A total of 219 septic patients with anemia were included, with 49 in the WBE group and 156 in the conventional group. After PSM at a 1:2 ratio, there were 38 and 76 patients in the WBE group and the conventional group, respectively. The overall safety was good with no serious adverse reactions. WBE was significantly associated with decreased risks of in-hospital mortality (26.32% vs. 48.68%, odds ratio [OR]: 0.38, 95% confidence interval [CI]: 0.16–0.88, P = 0.024) and incidence of liver failure (16.13% vs. 41.27%, OR: 0.27, 95%CI: 0.09–0.81, P = 0.019) (Table 1). Sensitivity analysis consistently supported these findings. WBE group exhibited significant decreases over time in SOFA scores, activated partial thromboplastin time, bilirubin levels, while mean arterial pressure, oxygen partial pressure, hemoglobin, red blood cell count, and plasminogen levels significantly increased.

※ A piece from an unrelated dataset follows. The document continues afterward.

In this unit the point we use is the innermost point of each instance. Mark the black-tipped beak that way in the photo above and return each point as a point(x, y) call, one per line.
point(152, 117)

Interleukin-6 (7.17 vs. 23.00 pg/ml, P = 0.041), C-reactive protein (21.66 vs. 47.40 mg/L, P = 0.020) and erythrocyte sedimentation rate (7.00 vs. 47.00 mm/h, P = 0.048) levels significantly decreased post-WBE.

Conclusions: WBE is a secure modality for managing sepsis with anemia, yielding significant improvements in mortality. Furthermore, WBE exhibited the potential to ameliorate outcomes by improving organ function, coagulation, anemia, and inflammatory status. Our study provides a potential treatment option for sepsis.